The company also offers the state authorities access to Deep Packet Inspection, which is the process of monitoring, filtering and analysing network traffic, typically in real time.

This, WikiLeaks said, will be used for "predicting social and business trends" in Russia.

One presentation, detailing packet inspection, was reportedly written "just a few months" after former US National Security Agency analyst Edward Snowden leaked an unprecedented amount of documents detailing the surveillance capabilities of the American state.

The document made references to the NSA's Prism programme, which was built by the US to scoop up internet data, and offered "law enforcement, intelligence and other interested parties, to join an alliance in order to establish equivalent data-mining operations in Russia".

It won't come as a surprise that such collection is happening. Indeed, every government with the capability to do so will be conducting similar operations at this scale.

What is interesting, however, is how the WikiLeaks' release – which is focused specifically on Russian security relationships – could upset the stance of the US government that it has clandestine links to the Kremlin, which played a key role in the 2016 influence campaign against its election.
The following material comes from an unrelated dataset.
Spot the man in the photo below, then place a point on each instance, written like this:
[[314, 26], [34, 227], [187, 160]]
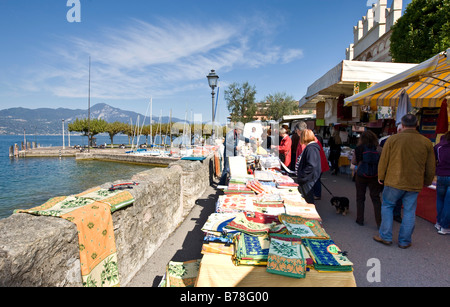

For months, WikiLeaks has been releasing documents dubbed Vault 7 about the alleged surveillance capabilities of the US Central Intelligence Agency (CIA).

The website's founder, Julian Assange, has brushed off repeated claims that he was exploited by the Russian state to leak documents designed to help elect Donald Trump to the White House. He previously claimed that the source of his election leaks was not a state actor.

Assange remains in the Ecuadorian Embassy in London under political asylum.